Characters We Keep Running Into On ‘SVU’

Thursday, September 22 by

3. Impossibly Cocky Yuppie Suspect

Contrary to what your gut may tell you, this isn’t the baby rapist. This guy is just a misogynistic prick who doesn’t have to take this from some bitch cop. He’s handsome and had the world on a plate. And do you know who his father is? He’s a friend of the mayor, so you better watch your tone.

2. The Gay Maitre’d

The only straight people in food service in New York are the bartenders, women pulling triple-shifts at diners, and hot dog guys. If you work front of house in fine dining, you are a gay male, according to Law & Order: SVU.
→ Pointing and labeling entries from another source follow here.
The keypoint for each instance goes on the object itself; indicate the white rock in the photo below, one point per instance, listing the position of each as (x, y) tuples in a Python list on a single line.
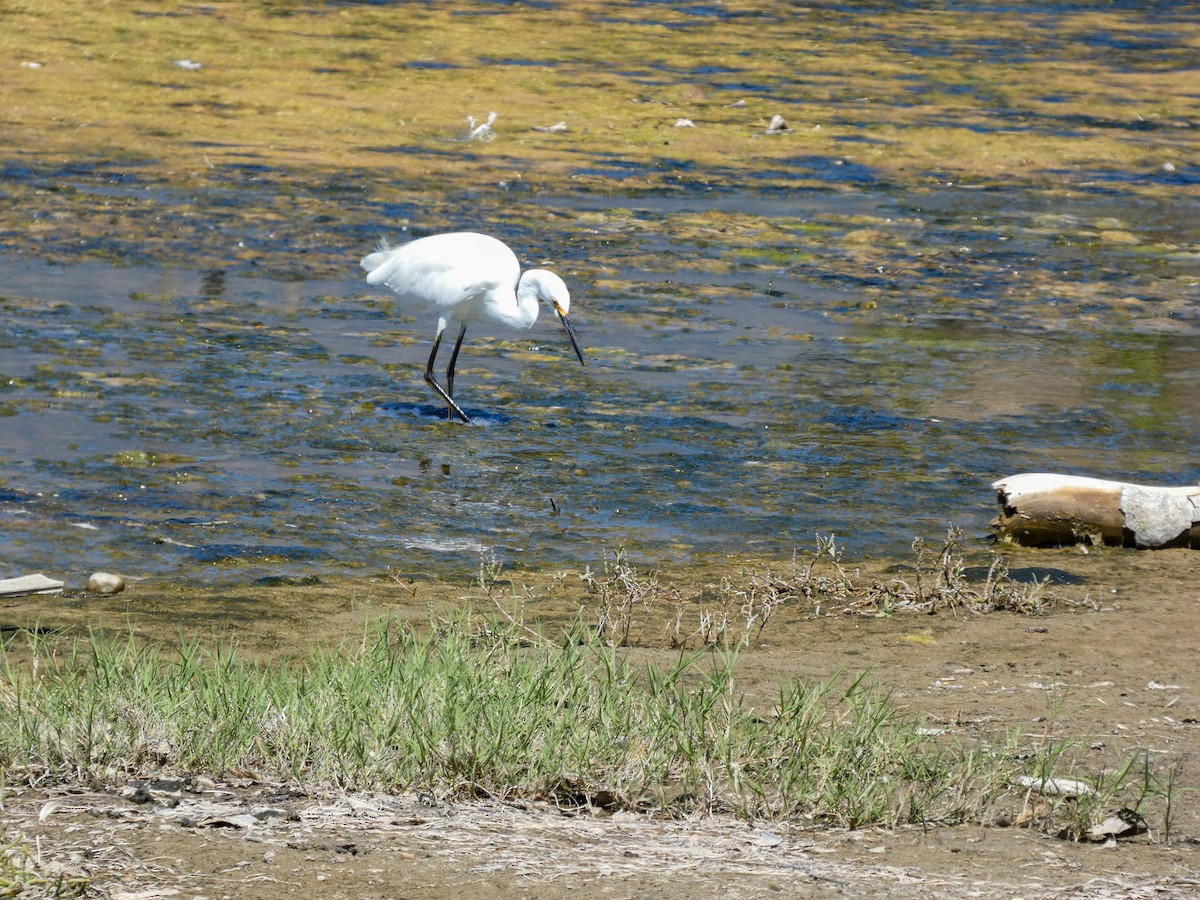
[(106, 583), (778, 125)]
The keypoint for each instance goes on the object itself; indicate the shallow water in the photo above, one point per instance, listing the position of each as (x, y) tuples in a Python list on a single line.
[(166, 423), (949, 270)]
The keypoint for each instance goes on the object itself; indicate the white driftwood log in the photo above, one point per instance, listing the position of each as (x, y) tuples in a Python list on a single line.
[(1043, 509)]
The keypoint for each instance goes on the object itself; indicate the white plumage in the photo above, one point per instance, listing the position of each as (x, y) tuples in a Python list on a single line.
[(465, 277)]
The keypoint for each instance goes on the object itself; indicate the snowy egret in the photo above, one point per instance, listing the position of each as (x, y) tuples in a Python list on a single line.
[(462, 277)]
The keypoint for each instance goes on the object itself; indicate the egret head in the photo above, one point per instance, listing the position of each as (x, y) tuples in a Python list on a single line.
[(553, 291)]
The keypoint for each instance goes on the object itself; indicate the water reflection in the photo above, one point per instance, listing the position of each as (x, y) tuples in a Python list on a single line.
[(165, 421)]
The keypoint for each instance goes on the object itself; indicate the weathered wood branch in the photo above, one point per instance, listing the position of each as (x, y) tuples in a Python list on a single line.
[(1044, 509)]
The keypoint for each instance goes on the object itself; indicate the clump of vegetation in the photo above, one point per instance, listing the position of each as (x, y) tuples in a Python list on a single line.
[(22, 874), (481, 708), (737, 611)]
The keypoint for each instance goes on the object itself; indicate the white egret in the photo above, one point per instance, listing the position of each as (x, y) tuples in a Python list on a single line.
[(462, 277)]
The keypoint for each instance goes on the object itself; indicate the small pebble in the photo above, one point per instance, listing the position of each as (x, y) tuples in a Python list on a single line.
[(106, 583)]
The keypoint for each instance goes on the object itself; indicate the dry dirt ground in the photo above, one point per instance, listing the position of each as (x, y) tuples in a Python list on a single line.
[(1113, 666)]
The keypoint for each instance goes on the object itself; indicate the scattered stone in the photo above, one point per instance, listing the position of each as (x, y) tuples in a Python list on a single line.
[(106, 583), (1057, 786), (1123, 823), (480, 132), (778, 125), (29, 585)]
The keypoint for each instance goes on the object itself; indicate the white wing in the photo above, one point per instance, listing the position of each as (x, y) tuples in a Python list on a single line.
[(444, 271)]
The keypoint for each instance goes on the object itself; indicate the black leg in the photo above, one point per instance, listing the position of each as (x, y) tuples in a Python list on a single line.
[(451, 407), (454, 359)]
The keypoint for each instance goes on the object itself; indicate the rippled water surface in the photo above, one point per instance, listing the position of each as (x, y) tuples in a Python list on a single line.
[(946, 270), (163, 421)]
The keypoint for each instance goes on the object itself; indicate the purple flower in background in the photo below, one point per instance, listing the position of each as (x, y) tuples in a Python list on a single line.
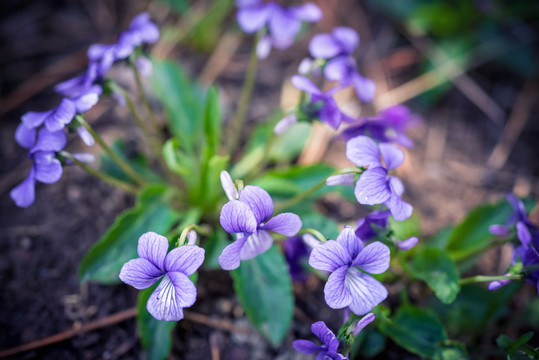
[(54, 119), (375, 186), (328, 111), (283, 23), (368, 227), (176, 291), (389, 126), (46, 167), (141, 30), (250, 218), (337, 47), (348, 261), (328, 349), (518, 215)]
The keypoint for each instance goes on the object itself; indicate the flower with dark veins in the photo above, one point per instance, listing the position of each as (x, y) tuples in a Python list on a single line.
[(176, 291)]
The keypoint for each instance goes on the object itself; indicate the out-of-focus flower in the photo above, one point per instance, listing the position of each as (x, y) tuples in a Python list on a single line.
[(337, 47), (328, 349), (176, 291)]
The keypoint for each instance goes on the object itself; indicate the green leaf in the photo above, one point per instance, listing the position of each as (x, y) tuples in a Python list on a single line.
[(327, 226), (155, 335), (214, 245), (415, 329), (182, 99), (438, 270), (264, 288), (105, 258), (212, 121), (176, 160), (136, 160)]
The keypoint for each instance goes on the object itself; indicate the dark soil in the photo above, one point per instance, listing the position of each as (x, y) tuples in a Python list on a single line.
[(41, 247)]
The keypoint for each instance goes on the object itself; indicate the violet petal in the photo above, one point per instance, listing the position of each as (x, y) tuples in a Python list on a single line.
[(256, 244), (140, 273), (259, 201), (237, 217), (336, 294), (25, 136), (324, 46), (363, 151), (372, 187), (392, 155), (153, 247), (164, 303), (347, 238), (24, 194), (329, 256), (230, 257)]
These gay males also constantly need reminding that they can check the credit card receipts in back to confirm the suspect’s identity. They often appear stand-offish, but that’s just because you paid a visit to the restaurant during its lunch rush. Simply remind the maitre’d that you can make life a lot harder for everyone if you have to come back with a warrant. Which brings us to…

1. The Guy Who’s Gonna Need You To Come Back With A Warrant

If SVU is to be believed, then every single business owner and employee is a card-carrying member of the ACLU. It doesn’t matter if you run a model train store in Hoboken – your customers value their privacy. If you want to know who bought that Lionel short line caboose last August, you’re gonna need to come back with a warrant. If you come across this guy, don’t even bother trying to win them over with “a young boy’s life depends on it” or the fact that a killer is on the loose. Those immediate dangers all fall a distant second to the sanctity of travel agent-customer confidentiality.